For the past three years, the Bush administration has quietly but efficiently dropped a shroud of secrecy across many critical operations of the federal government--cloaking its own affairs from scrutiny and removing from the public domain important information on health, safety, and environmental matters. The result has been a reversal of a decades-long trend of openness in government while making increasing amounts of information unavailable to the taxpayers who pay for its collection and analysis. Bush administration officials often cite the September 11 attacks as the reason for the enhanced secrecy. But as the Inauguration Day directive from Card indicates, the initiative to wall off records and information previously in the public domain began from Day 1. Steven Garfinkel, a retired government lawyer and expert on classified information, puts it this way: "I think they have an overreliance on the utility of secrecy. They don't seem to realize secrecy is a two-edge sword that cuts you as well as protects you." Even supporters of the administration, many of whom agree that security needed to be bolstered after the attacks, say Bush and his inner circle have been unusually assertive in their commitment to increased government secrecy. "Tightly controlling information, from the White House on down, has been the hallmark of this administration," says Roger Pilon, vice president of legal affairs for the Cato Institute.

Air and water
Some of the Bush administration's initiatives have been well chronicled. Its secret deportation of immigrants suspected as terrorists, its refusal to name detainees at the U.S. base at Guantanamo Bay, Cuba, and the new surveillance powers granted under the post-9/11 U.S.A. Patriot Act have all been debated at length by the administration and its critics. The clandestine workings of an energy task force headed by Vice President Dick Cheney have also been the subject of litigation, now before the Supreme Court.

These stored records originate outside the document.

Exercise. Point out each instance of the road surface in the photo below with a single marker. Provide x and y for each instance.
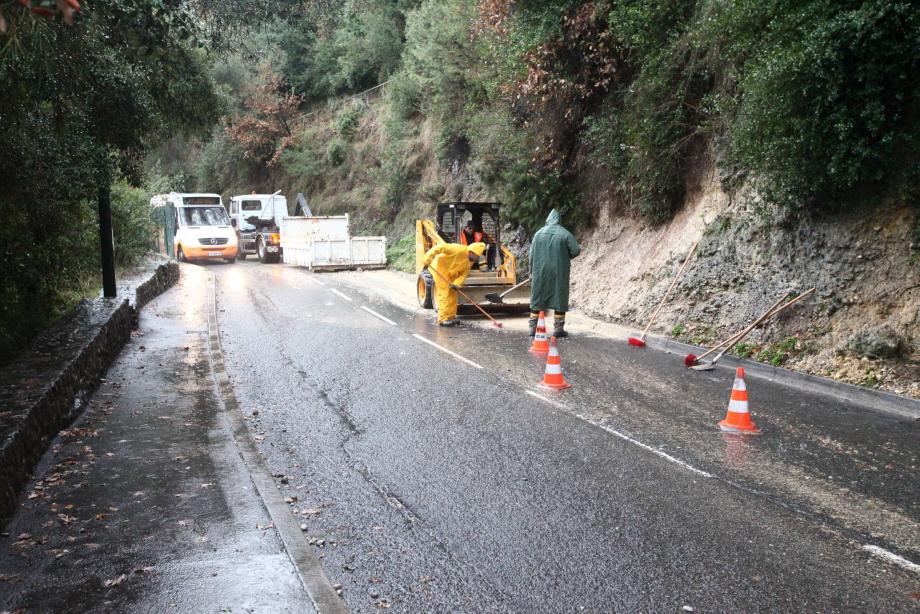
(427, 472)
(446, 481)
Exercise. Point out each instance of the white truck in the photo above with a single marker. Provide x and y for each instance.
(257, 219)
(194, 226)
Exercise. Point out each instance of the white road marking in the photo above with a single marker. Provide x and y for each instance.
(622, 436)
(891, 557)
(444, 349)
(547, 400)
(377, 315)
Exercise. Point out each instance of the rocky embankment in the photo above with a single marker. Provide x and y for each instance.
(861, 326)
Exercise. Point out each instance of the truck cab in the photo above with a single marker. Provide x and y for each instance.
(257, 219)
(196, 226)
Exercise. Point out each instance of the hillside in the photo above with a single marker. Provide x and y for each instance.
(781, 139)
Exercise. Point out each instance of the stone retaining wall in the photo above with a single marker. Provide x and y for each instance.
(42, 390)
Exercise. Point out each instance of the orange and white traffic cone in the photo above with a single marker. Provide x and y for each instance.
(552, 378)
(539, 345)
(738, 418)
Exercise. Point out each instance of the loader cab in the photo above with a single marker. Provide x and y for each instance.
(451, 218)
(497, 270)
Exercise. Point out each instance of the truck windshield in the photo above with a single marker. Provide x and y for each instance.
(205, 216)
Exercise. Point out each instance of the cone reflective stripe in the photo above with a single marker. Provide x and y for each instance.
(552, 377)
(539, 345)
(738, 418)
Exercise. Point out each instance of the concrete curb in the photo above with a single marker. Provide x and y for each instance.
(44, 389)
(868, 398)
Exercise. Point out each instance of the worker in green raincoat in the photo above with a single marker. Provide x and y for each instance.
(551, 250)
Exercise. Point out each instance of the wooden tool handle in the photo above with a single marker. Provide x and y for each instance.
(742, 332)
(514, 287)
(772, 312)
(668, 293)
(463, 294)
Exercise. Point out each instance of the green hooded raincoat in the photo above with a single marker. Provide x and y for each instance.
(551, 250)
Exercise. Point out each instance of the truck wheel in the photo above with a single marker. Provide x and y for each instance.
(425, 288)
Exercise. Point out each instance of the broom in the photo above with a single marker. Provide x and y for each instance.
(640, 342)
(495, 322)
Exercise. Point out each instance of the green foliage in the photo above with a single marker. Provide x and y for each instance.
(305, 162)
(131, 223)
(335, 152)
(401, 254)
(80, 105)
(828, 99)
(361, 48)
(347, 121)
(813, 100)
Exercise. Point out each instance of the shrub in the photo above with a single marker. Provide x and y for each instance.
(131, 223)
(401, 254)
(335, 152)
(346, 123)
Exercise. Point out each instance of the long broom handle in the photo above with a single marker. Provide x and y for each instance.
(472, 302)
(668, 293)
(765, 315)
(770, 315)
(514, 287)
(775, 309)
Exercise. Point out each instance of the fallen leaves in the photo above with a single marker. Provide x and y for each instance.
(66, 519)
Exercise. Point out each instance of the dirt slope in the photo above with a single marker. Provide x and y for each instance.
(867, 279)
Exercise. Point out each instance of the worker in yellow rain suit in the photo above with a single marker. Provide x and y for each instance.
(450, 264)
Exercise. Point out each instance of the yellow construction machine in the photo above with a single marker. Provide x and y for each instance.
(494, 277)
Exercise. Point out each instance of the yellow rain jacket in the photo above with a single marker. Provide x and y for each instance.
(449, 264)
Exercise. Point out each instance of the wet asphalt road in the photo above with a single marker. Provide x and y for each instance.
(144, 505)
(428, 484)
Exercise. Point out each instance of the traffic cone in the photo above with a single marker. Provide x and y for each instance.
(539, 345)
(738, 418)
(552, 378)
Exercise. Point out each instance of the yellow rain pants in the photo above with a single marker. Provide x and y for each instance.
(450, 264)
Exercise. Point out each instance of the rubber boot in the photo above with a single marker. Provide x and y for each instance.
(559, 327)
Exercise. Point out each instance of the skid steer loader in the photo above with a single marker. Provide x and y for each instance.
(494, 273)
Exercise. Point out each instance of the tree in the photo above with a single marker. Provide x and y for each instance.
(80, 106)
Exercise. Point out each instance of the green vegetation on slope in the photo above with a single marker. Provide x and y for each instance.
(812, 104)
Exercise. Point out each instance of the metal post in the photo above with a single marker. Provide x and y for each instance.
(107, 241)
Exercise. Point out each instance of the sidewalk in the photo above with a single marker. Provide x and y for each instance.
(144, 504)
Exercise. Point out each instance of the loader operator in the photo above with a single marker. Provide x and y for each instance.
(470, 234)
(450, 264)
(551, 251)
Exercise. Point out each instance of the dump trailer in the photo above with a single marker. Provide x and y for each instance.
(325, 242)
(463, 223)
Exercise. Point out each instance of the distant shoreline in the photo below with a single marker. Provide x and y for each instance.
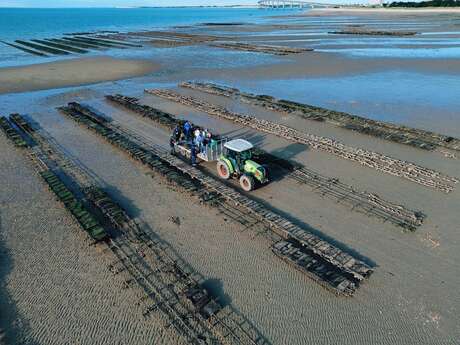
(424, 10)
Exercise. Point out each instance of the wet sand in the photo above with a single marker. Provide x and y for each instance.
(70, 73)
(58, 290)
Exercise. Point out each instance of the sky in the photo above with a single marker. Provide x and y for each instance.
(120, 3)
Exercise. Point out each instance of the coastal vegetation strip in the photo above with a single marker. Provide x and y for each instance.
(424, 176)
(337, 269)
(368, 203)
(398, 133)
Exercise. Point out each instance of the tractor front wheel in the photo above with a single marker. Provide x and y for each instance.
(223, 170)
(247, 182)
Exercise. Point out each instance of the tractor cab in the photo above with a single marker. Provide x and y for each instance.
(238, 151)
(236, 160)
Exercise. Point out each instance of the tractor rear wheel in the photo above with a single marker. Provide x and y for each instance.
(223, 170)
(247, 182)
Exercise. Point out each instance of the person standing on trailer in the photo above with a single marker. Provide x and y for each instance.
(187, 130)
(193, 153)
(175, 137)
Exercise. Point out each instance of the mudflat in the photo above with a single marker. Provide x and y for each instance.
(57, 288)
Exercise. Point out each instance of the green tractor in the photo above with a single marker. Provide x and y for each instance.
(235, 161)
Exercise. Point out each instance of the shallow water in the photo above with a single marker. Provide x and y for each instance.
(414, 99)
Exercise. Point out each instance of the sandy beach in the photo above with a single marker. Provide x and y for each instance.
(72, 72)
(57, 288)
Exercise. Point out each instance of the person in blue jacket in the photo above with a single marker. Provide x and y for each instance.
(187, 130)
(193, 153)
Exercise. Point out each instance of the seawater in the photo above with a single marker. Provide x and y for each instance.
(22, 23)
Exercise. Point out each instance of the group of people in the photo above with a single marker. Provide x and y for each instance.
(196, 138)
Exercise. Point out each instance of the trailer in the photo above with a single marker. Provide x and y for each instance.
(209, 153)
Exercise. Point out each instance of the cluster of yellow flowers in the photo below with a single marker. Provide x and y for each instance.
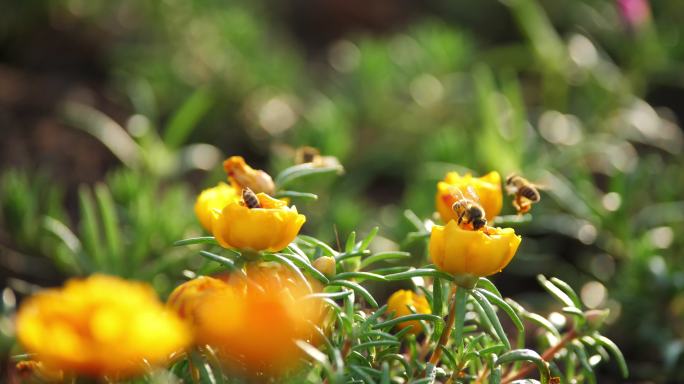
(252, 321)
(108, 327)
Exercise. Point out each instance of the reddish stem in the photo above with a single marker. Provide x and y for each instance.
(548, 355)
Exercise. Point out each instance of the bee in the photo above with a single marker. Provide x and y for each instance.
(525, 192)
(250, 199)
(306, 154)
(469, 211)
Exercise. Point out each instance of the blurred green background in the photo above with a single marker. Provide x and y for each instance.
(113, 115)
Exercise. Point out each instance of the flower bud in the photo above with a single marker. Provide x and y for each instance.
(325, 265)
(596, 318)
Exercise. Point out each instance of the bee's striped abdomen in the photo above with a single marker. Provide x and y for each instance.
(251, 201)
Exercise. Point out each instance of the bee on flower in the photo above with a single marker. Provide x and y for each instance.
(485, 190)
(474, 249)
(270, 227)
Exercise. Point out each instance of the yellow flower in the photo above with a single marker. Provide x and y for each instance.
(185, 297)
(212, 200)
(487, 188)
(254, 322)
(241, 175)
(269, 228)
(399, 303)
(100, 326)
(476, 253)
(32, 369)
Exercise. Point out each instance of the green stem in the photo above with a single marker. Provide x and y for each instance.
(456, 318)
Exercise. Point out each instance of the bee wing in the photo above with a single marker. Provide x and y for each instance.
(542, 186)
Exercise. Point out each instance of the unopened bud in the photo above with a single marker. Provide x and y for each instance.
(596, 317)
(325, 265)
(241, 175)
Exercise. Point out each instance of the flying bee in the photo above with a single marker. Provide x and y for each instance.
(525, 192)
(469, 211)
(306, 154)
(250, 199)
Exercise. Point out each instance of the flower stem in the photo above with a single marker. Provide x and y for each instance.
(548, 355)
(455, 318)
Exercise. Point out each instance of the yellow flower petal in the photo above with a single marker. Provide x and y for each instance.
(459, 251)
(269, 228)
(212, 200)
(100, 326)
(399, 304)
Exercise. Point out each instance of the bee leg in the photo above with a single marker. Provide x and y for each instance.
(525, 207)
(516, 204)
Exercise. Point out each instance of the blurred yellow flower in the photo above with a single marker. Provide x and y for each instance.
(476, 253)
(253, 322)
(399, 303)
(454, 187)
(185, 297)
(241, 175)
(269, 228)
(32, 371)
(100, 326)
(212, 200)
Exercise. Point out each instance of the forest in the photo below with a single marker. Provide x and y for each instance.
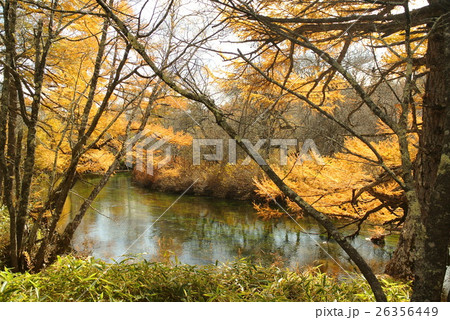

But the administration's efforts to shield the actions of, and the information obtained by, the executive branch are far more extensive than has been previously documented. A five-month investigation by U.S. News detailed a series of initiatives by administration officials to effectively place large amounts of information out of the reach of ordinary citizens. The magazine's inquiry is based on a detailed review of government reports and regulations, federal agency Web sites, and legislation pressed by the White House. U.S. News also analyzed information from public interest groups and others that monitor the administration's activities, and interviewed more than 100 people, including many familiar with the new secrecy initiatives. That information was supplemented by a review of materials provided in response to more than 200 Freedom of Information Act requests filed by the magazine seeking details of federal agencies' practices in providing public access to government information.

The principal findings:
Important business and consumer information is increasingly being withheld from the public. The Bush administration is denying access to auto and tire safety information, for instance, that manufacturers are required to provide under a new "early-warning" system created following the Ford-Firestone tire scandal four years ago. The U.S. Consumer Product Safety Commission, meanwhile, is more frequently withholding information that would allow the public to scrutinize its product safety findings and product recall actions.

New administration initiatives have effectively placed off limits critical health and safety information potentially affecting millions of Americans. The information includes data on quality and vulnerability of drinking-water supplies, potential chemical hazards in communities, and safety of airline travel and other forms of transportation. In Aberdeen, Md., families who live near an Army weapons base are suing the Army for details of toxic pollution fouling the town's drinking-water supplies. Citing security, the Army has refused to provide information that could help residents locate and track the pollution.

Beyond the well-publicized cases involving terrorism suspects, the administration is aggressively pursuing secrecy claims in the federal courts in ways little understood--even by some in the legal system. The administration is increasingly invoking a "state secrets" privilege (box, Page 24) that allows government lawyers to request that civil and criminal cases be effectively closed by asserting that national security would be compromised if they proceed. It is impossible to say how often government lawyers have invoked the privilege. But William Weaver, a professor at the University of Texas-El Paso, who recently completed a study of the historical use of the privilege, says the Bush administration is asserting it "with offhanded abandon." In one case, Weaver says, the government invoked the privilege 245 times. In another, involving allegations of racial discrimination, the Central Intelligence Agency demanded, and won, return of information it had provided to a former employee's attorneys--only to later disclose the very information that it claimed would jeopardize national security.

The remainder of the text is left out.